In this series, we highlight exceptional responses we’ve seen on the part of higher education institutions to the many challenges endemic to America’s foundational skills crisis. We’ve interviewed dozens of provosts and chief academic officers as part of our research into this area, and these are some of the most noteworthy practices we’ve come across. This month we profiled Nash Community College in Rocky Mount, North Carolina.
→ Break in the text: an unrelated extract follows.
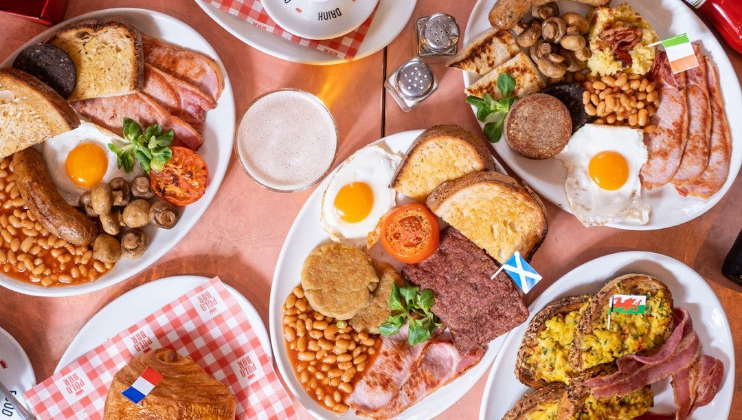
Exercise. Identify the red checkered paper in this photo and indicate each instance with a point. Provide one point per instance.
(205, 324)
(345, 47)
As a greater responsibility for student outcomes has been placed on institutions, Nash Community College assessed instructor performance and investigated strategies to improve faculty teaching skills.
Key Player: Trent Mohrbutter, Vice President for Instruction, and Chief Academic Officer
Trent Mohrbutter led the initiative to improve faculty teaching performance, and established the Gen Ed Student Learning Outcomes Team (GSLOT), which includes faculty representatives from Communications, Computer Integrated Skills, and the Humanities course on Critical Thinking.
The Challenge: Improving Faculty Performance to Better Instill Foundational Skills in Students
NCC recognized that they had a moral imperative to cultivate strong foundational skills (critical thinking, communication, problem-solving, and information literacy), however students were not receiving adequate instruction in this area. Accrediting bodies require instructors to have a master’s degree in their discipline, but the more subjective question of whether or not they are “good teachers” is rarely prioritized. Mohrbutter realized that very few higher ed faculty have had actual training in instruction, and wanted to address this proactively.
The Innovation: A Common Instructional Framework Leads to Increased Retention Levels
The GSLOT team builds a report every semester, analyzing skill areas that are a success, as well as those requiring improvement. This has led to the development of a common Instructional Framework around foundational skills, and a common Instructional Language for describing the skills. Using tools like Avid for Higher Education, NCC has worked to advance faculty’s ability to effectively teach foundational skills. From this program they have adopted several new strategies for helping students, including the creation of the Centers of Excellence, an unofficial writing center for students who need help in English and Reading.
Retention has greatly improved throughout this initiative: climbing from ~45%, to over 50%, and then all the way into the mid-70% range! By increasing retention, the campus has successfully increased FTE enrollments from 2800 to 3600 at a time when their five neighboring community colleges have lost 20-25% of their headcount.